All kidding aside…if I hear one more pregnancy announcement, I’m going to blow their brains out. Kidding kidding. No, but really, I will. (Next up: How to tell your fertility-challenged friend that you’re pregnant.)
Sooo…the internet told me that acupuncture, when used in conjunction with IUI/IVF, can increase conception rates by 26%. It says acupuncture increases fertility by reducing stress, increasing blood flow to the ovaries and uterus, and balancing the endocrine system. It also unblocks your qi (chi)…you know, your Chinese life force energy. I’m Chinese…so what the hell, right?
Have any of you tried acupuncture?? Because whoever the F told me that acupuncture doesn’t hurt, is a fucking liar. IT’S NOT A PAINLESS PROCEDURE! They are shoving GD needles all over your body. During my first session, I felt every single needle inserted into my body – in my head, my face, my arms, my hands, my legs, my feet, and my stomach. And it doesn’t feel like teeny tiny pricks on the skin. No no. In some areas of the body, it downright feels like they’re injecting a 2-inch syringe into you. Motherfuckers.
If this doesn’t work, I don’t know what will. I’m already wearing a rock around my neck. Yes, you heard that right, a fucking rock. And I have a golden pig next to my bed. Like wtf right? Both are meant to promote fertility and child conception…you know, that b.s. psychic energy voodoo shit. But hey, WHATEVER WORKS. I will try anything. So if you know of anything I can do…please let me know. If I have to sacrifice the blood of my enemies while eating a frog toe, I will.
It’s a new year. New year, new you right? Or at least, new you for three days, then old fat shit you for the rest of 2017. Well since we finally got rid of the fucking shittiest year in history…maybe hope and happiness can resume.

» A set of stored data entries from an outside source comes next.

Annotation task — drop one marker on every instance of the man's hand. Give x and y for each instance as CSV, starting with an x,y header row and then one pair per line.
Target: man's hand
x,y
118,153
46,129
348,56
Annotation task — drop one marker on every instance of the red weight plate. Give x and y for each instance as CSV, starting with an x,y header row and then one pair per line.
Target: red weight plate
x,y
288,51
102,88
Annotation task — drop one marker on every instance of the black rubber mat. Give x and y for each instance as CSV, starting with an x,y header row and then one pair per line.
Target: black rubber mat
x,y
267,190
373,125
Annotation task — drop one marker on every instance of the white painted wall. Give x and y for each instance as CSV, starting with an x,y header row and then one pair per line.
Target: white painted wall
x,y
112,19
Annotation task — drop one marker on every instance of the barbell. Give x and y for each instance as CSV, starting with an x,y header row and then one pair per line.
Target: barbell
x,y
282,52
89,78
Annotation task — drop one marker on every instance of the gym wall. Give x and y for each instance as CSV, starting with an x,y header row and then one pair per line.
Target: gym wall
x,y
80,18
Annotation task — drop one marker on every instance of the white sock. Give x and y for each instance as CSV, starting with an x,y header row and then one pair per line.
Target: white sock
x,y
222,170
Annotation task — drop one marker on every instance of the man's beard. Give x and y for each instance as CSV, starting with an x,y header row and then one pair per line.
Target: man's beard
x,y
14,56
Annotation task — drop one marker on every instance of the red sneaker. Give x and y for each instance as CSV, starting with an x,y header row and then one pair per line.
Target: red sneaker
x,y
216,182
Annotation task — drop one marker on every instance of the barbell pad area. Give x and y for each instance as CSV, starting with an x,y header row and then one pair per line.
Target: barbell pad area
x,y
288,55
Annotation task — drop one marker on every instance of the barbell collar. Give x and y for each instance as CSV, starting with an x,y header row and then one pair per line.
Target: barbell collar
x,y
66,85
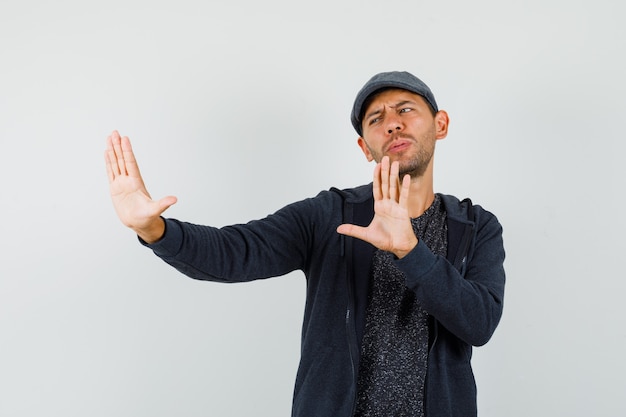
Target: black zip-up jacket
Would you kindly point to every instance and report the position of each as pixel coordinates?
(463, 293)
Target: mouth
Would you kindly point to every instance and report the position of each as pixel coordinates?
(398, 145)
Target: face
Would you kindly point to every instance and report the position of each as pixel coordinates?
(401, 125)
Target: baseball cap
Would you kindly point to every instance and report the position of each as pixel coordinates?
(383, 80)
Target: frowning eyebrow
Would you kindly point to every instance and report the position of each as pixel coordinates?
(379, 110)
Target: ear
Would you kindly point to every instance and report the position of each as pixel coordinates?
(441, 123)
(365, 149)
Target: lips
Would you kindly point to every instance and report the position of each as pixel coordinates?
(398, 145)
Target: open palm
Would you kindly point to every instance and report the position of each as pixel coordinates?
(129, 195)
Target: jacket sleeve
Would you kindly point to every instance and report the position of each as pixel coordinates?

Hope. That’s a nice word. A word used by happy cheery I work at Disneyland rainbows out my asshole people. It’s not a word that I use very much since I live my life glass half empty. And with each failed attempt at creating life inside of me…hope diminishes…little by little by little. And while everyone around me is getting pregnant…li-ter-al-ly everyone, my uterus remains barren and inhospitable.

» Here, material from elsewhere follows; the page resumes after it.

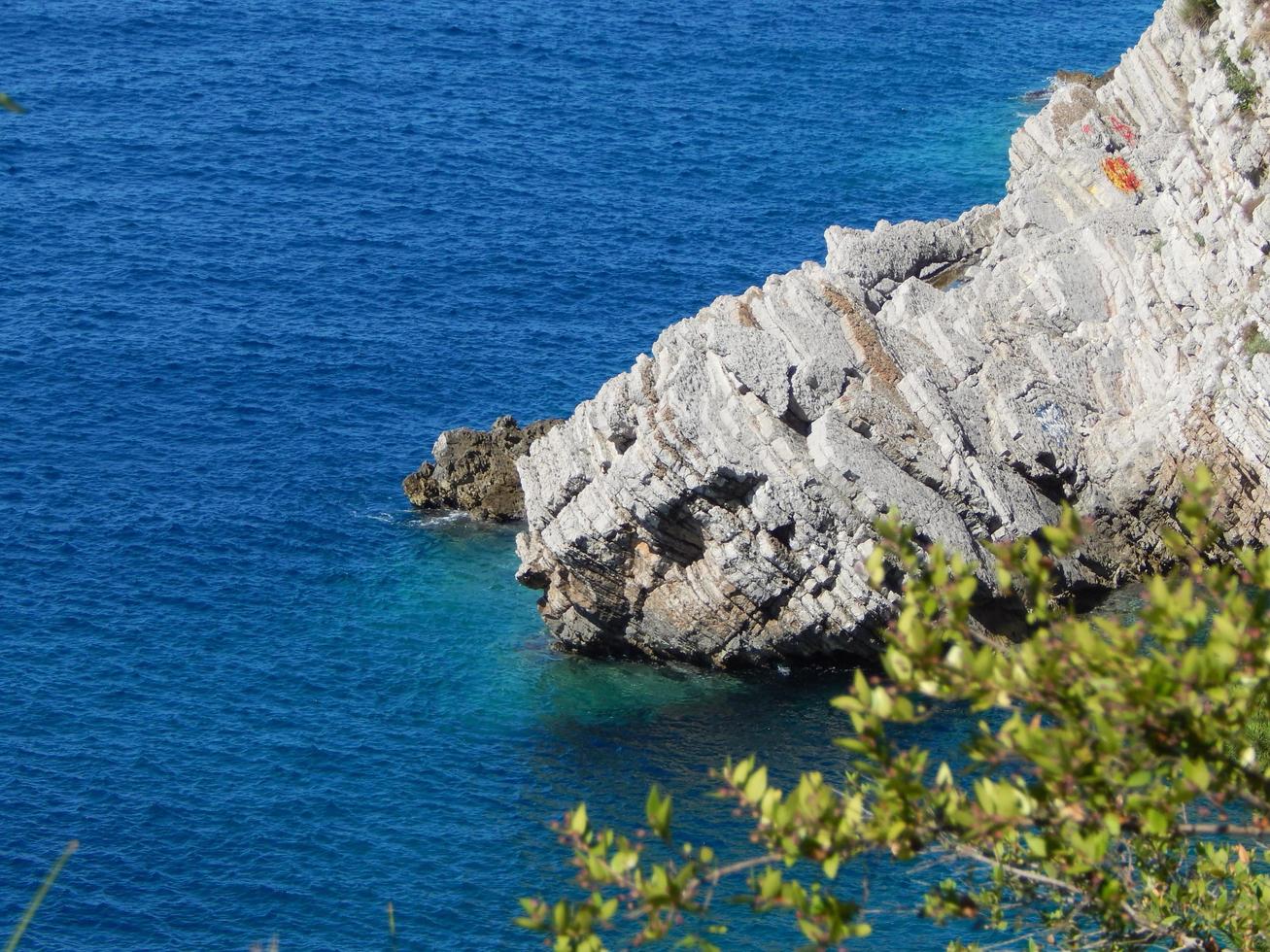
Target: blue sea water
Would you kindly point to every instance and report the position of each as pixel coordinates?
(256, 255)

Don’t get me wrong, I’m happy for everyone else who manages to create genetic copies of themselves. I am, truly. I’m just not happy for myself. It’s not you, it’s me….right? And you know, I don’t really want to complain all the time about my minimal issues…because there are others who are suffering so much more. But let’s face it, this is a blog…I will lay out all my first world privileged problems.

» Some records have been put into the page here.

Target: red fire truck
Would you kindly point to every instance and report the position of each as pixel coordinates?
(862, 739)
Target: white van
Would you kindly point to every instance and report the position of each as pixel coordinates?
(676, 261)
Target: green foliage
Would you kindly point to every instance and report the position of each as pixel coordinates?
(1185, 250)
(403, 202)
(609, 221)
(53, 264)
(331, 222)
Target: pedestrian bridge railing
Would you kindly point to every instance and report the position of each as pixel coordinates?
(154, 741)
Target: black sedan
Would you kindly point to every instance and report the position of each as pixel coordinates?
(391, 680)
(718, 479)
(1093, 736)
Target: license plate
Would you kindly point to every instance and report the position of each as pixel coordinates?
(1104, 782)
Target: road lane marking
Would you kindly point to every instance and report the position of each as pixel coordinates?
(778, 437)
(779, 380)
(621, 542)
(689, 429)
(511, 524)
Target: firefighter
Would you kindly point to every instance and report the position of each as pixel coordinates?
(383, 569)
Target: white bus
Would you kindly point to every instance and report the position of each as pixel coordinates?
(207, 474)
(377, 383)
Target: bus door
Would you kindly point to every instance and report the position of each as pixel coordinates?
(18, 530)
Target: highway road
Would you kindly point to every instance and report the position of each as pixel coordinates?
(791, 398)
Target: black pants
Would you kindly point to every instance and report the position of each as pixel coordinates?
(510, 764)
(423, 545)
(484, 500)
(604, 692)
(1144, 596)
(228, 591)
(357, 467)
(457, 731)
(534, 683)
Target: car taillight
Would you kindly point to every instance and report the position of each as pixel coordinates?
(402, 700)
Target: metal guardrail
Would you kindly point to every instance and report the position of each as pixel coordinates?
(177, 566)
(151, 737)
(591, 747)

So yes, obviously, IUI (intrauterine insemination) has not been successful yet. And lucky me, my GD stubborn body hasn’t absorbed all the excess chick hormones, so now I have cysts forming in my uterus. So I can’t even continue IUI until the cysts have disappeared. A common side effect when taking Clomid, but annoying just the same. Like wtf uterus just fucking cooperate for once. I will continue with IUI for a few more cycles, but if IVF is the next option, maybe we just sit this one out. Unless you want to donate $10,000 to me, I can’t afford IVF right now. And that’s WITH insurance. HMSA will only cover your first round of IVF…with a co-pay of around $10,000. After your first round, you’re on your own. And since I unfortunately did not win the Powerball lottery, I would only consider doing one round of IVF. After that, it’s kid-lessville from there. And if the only bump in my belly consists of pizza, it won’t be so bad… considering we’d have all the child-less riches in the world and could be world travelers and get another shoe closet and have dogs as children.
See…I’m already being positive in the new year.